我为嵌套的交叉验证循环编写了以下片段,但我很困惑如何将sequentialFeatureSelector合并到混合中,因为它有自己的CV语句。我想我需要做一些类似于";空格=dict((";在里面https://machinelearningmastery.com/nested-cross-validation-for-machine-learning-with-python/或者更好的是,我该如何将其与nested_cv 一起使用
# configure the cross-validation procedure
outer_k = 10
inner_k = 10
random_st = sample(list(np.arange(0,10,1)),1)[0]
#print(random_st)
cv_inner = KFold(n_splits=inner_k, shuffle=True, random_state=random_st)
cv_outer = KFold(n_splits=outer_k, shuffle=True, random_state=random_st+1)
outer_results = []
for outer_train_ix, outer_test_ix in cv_outer.split(X.index):
inner_results = []
for inner_train_ix, inner_test_ix in cv_outer.split(outer_train_ix):
print("inner_train_ix", inner_train_ix)
print("inner_test_ix",inner_test_ix)
#inner_results.append(inner_errors)
#best_model parms selected from the loop above
#best_model fitted to outer_train_ix, and out of sample errors are derived from outer_test_ix
print("outer_train_ix",outer_train_ix)
print("outer_test_ix",outer_test_ix)
#outer_results.append(outer_errors)
#model that performed best on the outer (out of sample) forecasts is selected
我相信我已经想通了。我误解了模型是SFS,不能将其特征与参数混淆。嵌套CV将用于相互比较模型,然后选择最佳模型。因此,由于只有一个模型。我只是简单地推导它的嵌套CV错误分数。
https://gist.github.com/thistleknot/3a46e8a9cba8067ea7061828dbe31e8d
data = pd.read_csv('C:\Users\User\Documents\wiki\wiki\dev\python\Python-Stock\data\raw\states.csv')
independent = 'Poverty'
y = data[[independent]]
X = data.loc[:, ~data.columns.isin([independent,'States'])].copy()
# configure the cross-validation procedure
outer_k = 10
inner_k = 10
random_st = sample(list(np.arange(0,10,1)),1)[0]
#print(random_st)
cv_inner = KFold(n_splits=inner_k, shuffle=True, random_state=random_st)
cv_outer = KFold(n_splits=outer_k, shuffle=True, random_state=random_st+1)
outer_results = []
client = Client('192.168.3.100:8786',timeout=3)

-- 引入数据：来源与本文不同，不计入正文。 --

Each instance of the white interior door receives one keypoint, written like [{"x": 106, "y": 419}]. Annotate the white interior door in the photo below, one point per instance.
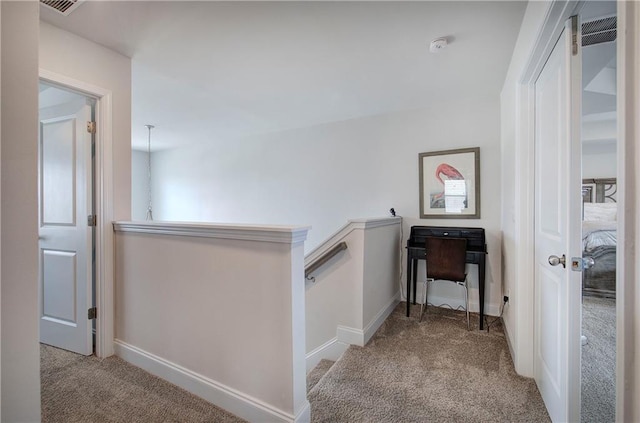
[
  {"x": 557, "y": 228},
  {"x": 66, "y": 239}
]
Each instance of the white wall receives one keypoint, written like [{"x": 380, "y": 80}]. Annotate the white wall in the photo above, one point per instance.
[
  {"x": 518, "y": 312},
  {"x": 20, "y": 353},
  {"x": 139, "y": 185},
  {"x": 218, "y": 310},
  {"x": 599, "y": 160},
  {"x": 352, "y": 293},
  {"x": 66, "y": 54},
  {"x": 327, "y": 174}
]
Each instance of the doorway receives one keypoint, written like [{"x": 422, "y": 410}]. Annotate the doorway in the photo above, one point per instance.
[
  {"x": 599, "y": 217},
  {"x": 66, "y": 207}
]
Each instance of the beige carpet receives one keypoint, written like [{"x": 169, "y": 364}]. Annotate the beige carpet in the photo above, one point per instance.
[
  {"x": 427, "y": 372},
  {"x": 409, "y": 372},
  {"x": 89, "y": 390}
]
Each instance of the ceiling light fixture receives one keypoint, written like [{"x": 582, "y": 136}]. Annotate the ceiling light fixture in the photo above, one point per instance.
[
  {"x": 437, "y": 45},
  {"x": 149, "y": 210}
]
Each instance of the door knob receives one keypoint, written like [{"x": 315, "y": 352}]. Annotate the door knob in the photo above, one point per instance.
[{"x": 555, "y": 260}]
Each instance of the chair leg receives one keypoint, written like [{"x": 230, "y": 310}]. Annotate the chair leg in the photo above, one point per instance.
[
  {"x": 424, "y": 295},
  {"x": 423, "y": 306}
]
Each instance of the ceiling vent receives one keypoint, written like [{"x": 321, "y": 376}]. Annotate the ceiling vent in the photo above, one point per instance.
[
  {"x": 599, "y": 31},
  {"x": 64, "y": 7}
]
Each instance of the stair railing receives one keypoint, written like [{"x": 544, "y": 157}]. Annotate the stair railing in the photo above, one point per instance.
[{"x": 321, "y": 260}]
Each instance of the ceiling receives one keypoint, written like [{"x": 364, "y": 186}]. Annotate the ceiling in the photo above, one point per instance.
[{"x": 207, "y": 72}]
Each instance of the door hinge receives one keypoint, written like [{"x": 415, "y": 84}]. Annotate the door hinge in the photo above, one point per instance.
[{"x": 574, "y": 35}]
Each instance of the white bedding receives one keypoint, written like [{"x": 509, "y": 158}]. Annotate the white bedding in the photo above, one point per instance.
[{"x": 597, "y": 234}]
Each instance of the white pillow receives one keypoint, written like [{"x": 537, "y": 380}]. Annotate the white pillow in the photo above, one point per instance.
[{"x": 600, "y": 211}]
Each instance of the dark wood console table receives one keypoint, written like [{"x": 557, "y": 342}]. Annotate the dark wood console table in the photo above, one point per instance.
[{"x": 476, "y": 254}]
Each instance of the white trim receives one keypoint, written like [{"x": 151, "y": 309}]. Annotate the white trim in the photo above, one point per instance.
[
  {"x": 353, "y": 224},
  {"x": 104, "y": 206},
  {"x": 236, "y": 402},
  {"x": 379, "y": 319},
  {"x": 330, "y": 350},
  {"x": 263, "y": 233},
  {"x": 628, "y": 265},
  {"x": 350, "y": 335}
]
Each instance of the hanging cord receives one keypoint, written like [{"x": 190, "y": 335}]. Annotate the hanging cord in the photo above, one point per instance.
[
  {"x": 393, "y": 213},
  {"x": 150, "y": 209}
]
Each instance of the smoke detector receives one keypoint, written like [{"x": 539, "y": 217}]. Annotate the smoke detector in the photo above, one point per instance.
[
  {"x": 64, "y": 7},
  {"x": 437, "y": 45}
]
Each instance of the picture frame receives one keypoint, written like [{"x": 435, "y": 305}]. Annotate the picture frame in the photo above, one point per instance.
[{"x": 450, "y": 184}]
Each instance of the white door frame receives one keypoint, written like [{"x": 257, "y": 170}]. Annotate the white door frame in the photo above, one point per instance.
[
  {"x": 628, "y": 265},
  {"x": 103, "y": 193}
]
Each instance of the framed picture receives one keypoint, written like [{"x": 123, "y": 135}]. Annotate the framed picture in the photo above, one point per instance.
[{"x": 450, "y": 184}]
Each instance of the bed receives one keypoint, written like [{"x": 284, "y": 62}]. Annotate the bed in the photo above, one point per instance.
[{"x": 599, "y": 238}]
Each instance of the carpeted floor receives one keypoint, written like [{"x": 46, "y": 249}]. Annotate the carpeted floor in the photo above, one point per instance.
[
  {"x": 599, "y": 359},
  {"x": 431, "y": 371},
  {"x": 89, "y": 390}
]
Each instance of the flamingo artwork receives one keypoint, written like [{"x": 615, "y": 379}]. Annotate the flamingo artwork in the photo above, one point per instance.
[{"x": 444, "y": 172}]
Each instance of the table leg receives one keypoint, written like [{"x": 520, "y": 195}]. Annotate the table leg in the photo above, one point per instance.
[
  {"x": 408, "y": 285},
  {"x": 414, "y": 279}
]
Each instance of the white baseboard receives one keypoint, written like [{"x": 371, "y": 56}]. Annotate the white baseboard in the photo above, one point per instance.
[
  {"x": 382, "y": 315},
  {"x": 345, "y": 336},
  {"x": 349, "y": 335},
  {"x": 330, "y": 350},
  {"x": 236, "y": 402}
]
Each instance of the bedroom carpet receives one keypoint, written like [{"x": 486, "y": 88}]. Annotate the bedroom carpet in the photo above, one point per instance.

for outer_train_ix, outer_test_ix in cv_outer.split(X.index):
inner_results = []
for inner_train_ix, inner_test_ix in cv_inner.split(outer_train_ix):
#print("inner_train_ix",inner_train_ix)
#print("inner_test_ix",inner_test_ix)
X_train_inner = X.iloc[inner_train_ix]
X_test_inner = X.iloc[inner_test_ix]
y_train_inner = y.iloc[inner_train_ix]
y_test_inner = y.iloc[inner_test_ix]
"""
# define search space
space = dict()
space['n_estimators'] = [10, 100, 500]
space['max_features'] = [2, 4, 6]
"""
lm = LinearRegression()
sfs1 = SFS(estimator=lm,
k_features=(1, len(X.columns)),
forward=True,
floating=False,
n_jobs=-1,
scoring='neg_mean_squared_error',
cv=cv_inner)
with joblib.parallel_backend('dask'):
sfs1.fit(X_train_inner, y_train_inner)
#plt.plot(pd.DataFrame(sfs1.get_metric_dict()).T['avg_score'])
#plt.show()
best_features = pd.DataFrame(sfs1.get_metric_dict()).T['feature_names'].iloc[np.argmin(abs(pd.DataFrame(sfs1.get_metric_dict()).T['avg_score']))]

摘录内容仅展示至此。